SQL Crash Course

Introduction
Basics
- DataTypes
- SELECT
- EXCEPT
- CREATE
- INSERT
- UPDATE
- DELETE
JOIN
- Relationships
Constrains
ORDER BY
INDEX
Aggregate Clause
GROUP BY
- HAVING
- COALESCE
- STRING_AGG
- ROLLUP
CASE
SUB-QUERIES
VIEWS
TRANSACTIONS
Normalization
Stored Procedures
User Defined Functions
Window Functions
Common table Expressions
Triggers
Order of Execution

This crash course is a quick reference to SQL commands and concepts. It covers the most commonly used SQL commands, their syntax, and examples. It is not exhaustive but should be enough to get you started with SQL. It is a good idea to have a basic understanding of SQL before diving into this crash course.

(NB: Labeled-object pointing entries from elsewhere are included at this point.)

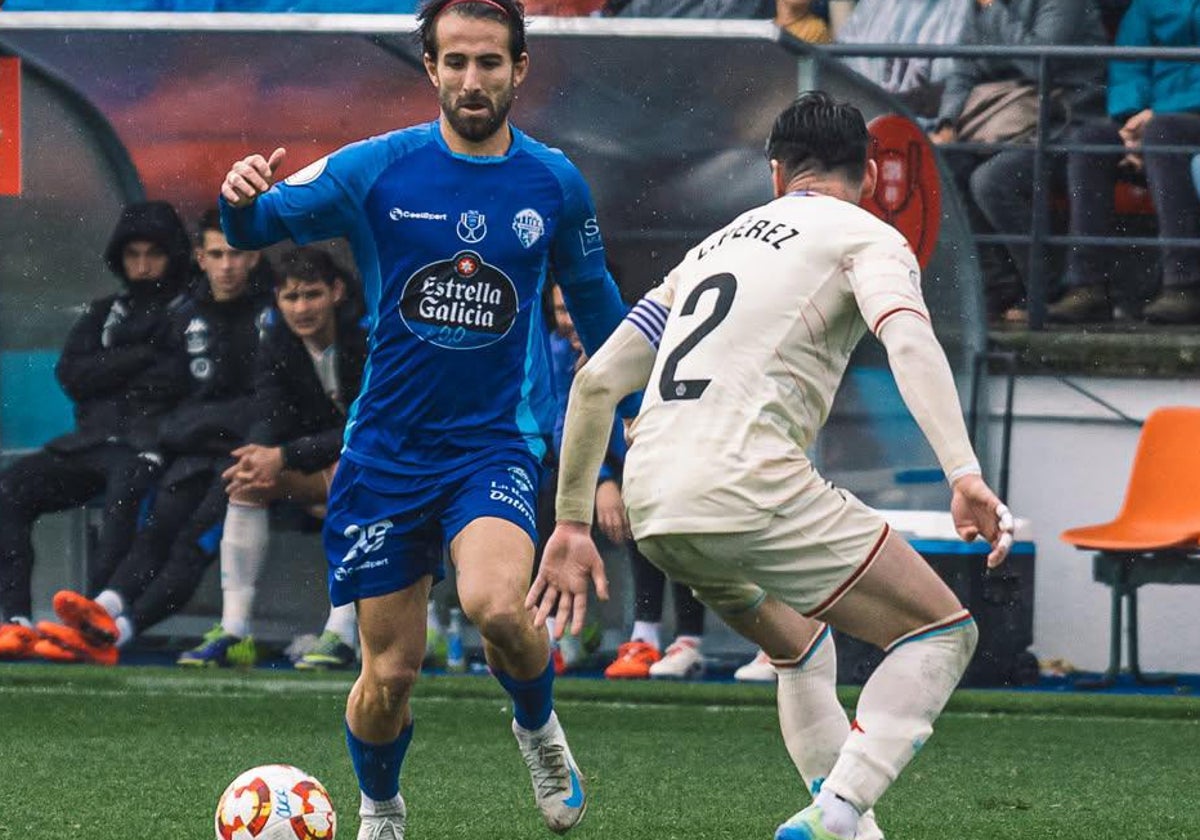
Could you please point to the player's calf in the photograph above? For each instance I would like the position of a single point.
(897, 709)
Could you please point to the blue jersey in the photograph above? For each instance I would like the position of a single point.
(454, 252)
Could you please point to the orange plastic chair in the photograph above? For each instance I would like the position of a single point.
(1156, 537)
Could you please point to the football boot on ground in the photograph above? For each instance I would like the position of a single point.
(682, 660)
(557, 784)
(757, 670)
(807, 826)
(60, 643)
(17, 641)
(634, 661)
(221, 649)
(329, 654)
(383, 826)
(85, 616)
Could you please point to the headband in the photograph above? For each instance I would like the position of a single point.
(495, 5)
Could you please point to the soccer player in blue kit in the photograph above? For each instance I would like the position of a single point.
(454, 225)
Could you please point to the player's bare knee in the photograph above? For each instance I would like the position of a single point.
(502, 624)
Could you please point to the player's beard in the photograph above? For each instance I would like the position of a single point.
(477, 129)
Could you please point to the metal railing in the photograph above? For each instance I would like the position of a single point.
(1041, 235)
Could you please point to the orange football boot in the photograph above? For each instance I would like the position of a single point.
(17, 641)
(634, 661)
(60, 643)
(85, 616)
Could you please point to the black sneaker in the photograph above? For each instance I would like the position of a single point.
(1081, 305)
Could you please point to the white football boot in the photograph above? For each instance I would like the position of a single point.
(682, 660)
(557, 785)
(383, 826)
(757, 670)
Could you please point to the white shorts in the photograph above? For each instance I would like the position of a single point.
(810, 553)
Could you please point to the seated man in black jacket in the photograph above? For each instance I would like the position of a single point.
(117, 371)
(310, 369)
(215, 337)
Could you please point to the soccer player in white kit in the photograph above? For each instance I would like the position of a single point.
(739, 353)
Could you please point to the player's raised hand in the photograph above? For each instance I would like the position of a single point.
(569, 563)
(250, 178)
(977, 510)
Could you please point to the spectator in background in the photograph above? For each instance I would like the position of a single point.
(1151, 103)
(797, 18)
(215, 337)
(310, 369)
(689, 9)
(121, 381)
(999, 185)
(917, 82)
(564, 7)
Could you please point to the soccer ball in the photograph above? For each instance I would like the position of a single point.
(275, 802)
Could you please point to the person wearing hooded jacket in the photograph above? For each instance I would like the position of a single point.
(215, 339)
(310, 371)
(120, 377)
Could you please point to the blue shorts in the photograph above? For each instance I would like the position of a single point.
(384, 533)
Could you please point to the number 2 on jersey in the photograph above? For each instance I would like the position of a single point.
(670, 388)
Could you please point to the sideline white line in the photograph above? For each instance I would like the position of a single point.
(169, 687)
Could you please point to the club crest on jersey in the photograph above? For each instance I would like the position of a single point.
(196, 336)
(460, 304)
(472, 227)
(528, 226)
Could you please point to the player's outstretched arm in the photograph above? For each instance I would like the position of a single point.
(250, 178)
(570, 559)
(569, 563)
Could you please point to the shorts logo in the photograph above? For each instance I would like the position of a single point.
(460, 304)
(309, 174)
(196, 336)
(472, 227)
(401, 215)
(366, 540)
(528, 226)
(520, 479)
(589, 237)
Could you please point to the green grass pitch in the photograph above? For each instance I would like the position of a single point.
(143, 754)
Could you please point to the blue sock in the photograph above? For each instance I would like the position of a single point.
(533, 700)
(377, 766)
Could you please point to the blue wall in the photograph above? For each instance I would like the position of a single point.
(325, 6)
(33, 407)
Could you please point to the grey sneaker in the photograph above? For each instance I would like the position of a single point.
(383, 826)
(330, 653)
(557, 785)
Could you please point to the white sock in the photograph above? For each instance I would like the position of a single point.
(898, 707)
(112, 603)
(810, 717)
(648, 633)
(243, 553)
(838, 815)
(125, 631)
(370, 808)
(694, 641)
(345, 622)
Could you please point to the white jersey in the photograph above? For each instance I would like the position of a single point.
(755, 329)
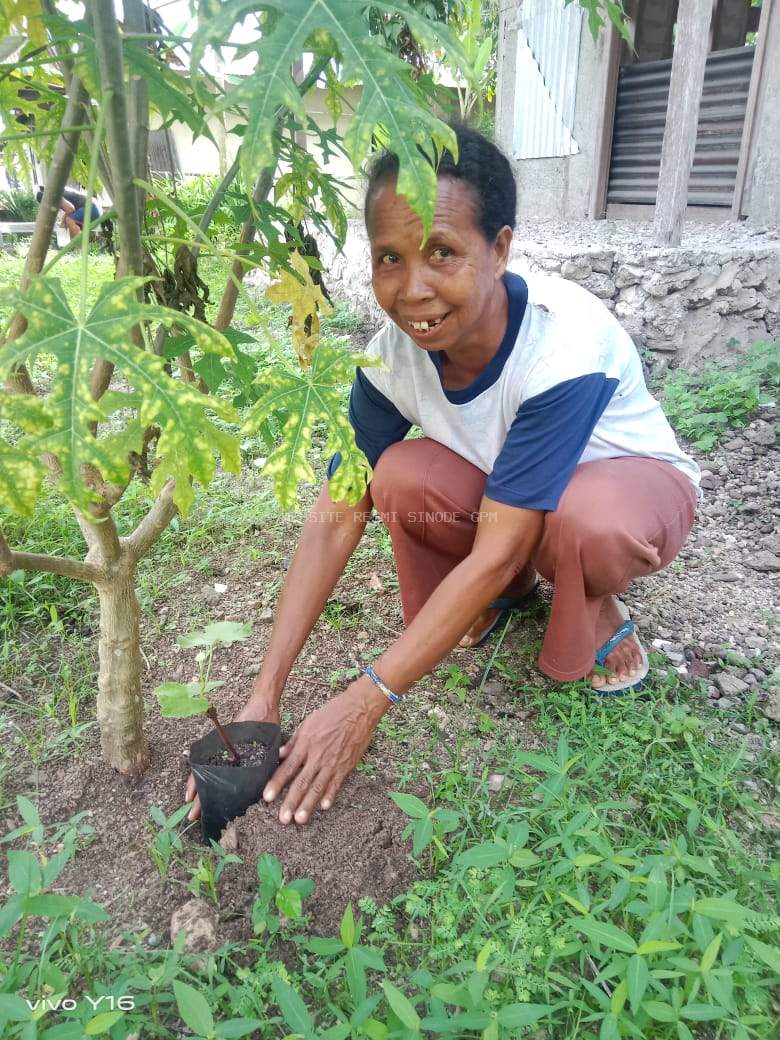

You can find many online resources and tutorials to help you learn SQL.

Some of them are defined by the SQL standard
But a lot of these depends on the underlying DBMS

SELECT a, b from table_name;
 
-- = For the exact match
select a, b from table_name where a = 'hero';
 
-- LIKE: for a coarse search
select a, b from table_name where a like '%h'; -- must end with h
select a, b from table_name where a like 'o%'; -- must start with o
select a, b from table_name where a like '%r%'; -- must contain r
 
-- AS: alias for the name of returned column names
select a, b as x from table_name;
 
-- DISTINCT: returns non-duplicate rows
select distinct a from table_name;
 
-- IN: with a matching row with given list of distinct values
select * from table_name where age in (21, 23, 25);

A set operator in SQL that returns the distinct rows that are present in the result st of the first query but not in the result set of second query
Also known as set difference operator

-- syntax
SELECT column1 [, column2 ] FROM table_name [WHERE condition]
EXCEPT SELECT column1 [, column2 ] FROM tables [WHERE condition]

SQL Except

create table [if not exists] table_name (
	id integer primary key,
	name varchar(255)
);

the if not exists is optional

insert into table_name (a, b, c) values (1, 2, 5);

update table_name set a = 5 where b = 2;

delete from table_name where c = 5;

select a, b from table_1
<inner | left | right | full> join table_2
on table_1.col_name = table_2.col_name;
 
-- Think of the tables as a venn diagram
-- Let the first table be A and the second be B
 
-- INNER JOIN: Intersection of both
-- LEFT JOIN: Everything on A
-- RIGHT JOIN: Everything on B
-- FULL JOIN: A union B

Read more about Joins at https://www.datacamp.com/cheat-sheet/sql-joins-cheat-sheet

SQL Joins

One to One
One to Many
Many to Many

PRIMARY KEY: Ensures uniqueness of column's values
FOREIGN KEY: Maintains referential integrity between two tables
NOT NULL: Ensures a column must have a value
UNIQUE: Ensures unique values in a column
AUTO_INCREMENT: increments the given number column for the next value (if value not already provided)
DEFAULT: Add default values to column (if not provided while insert)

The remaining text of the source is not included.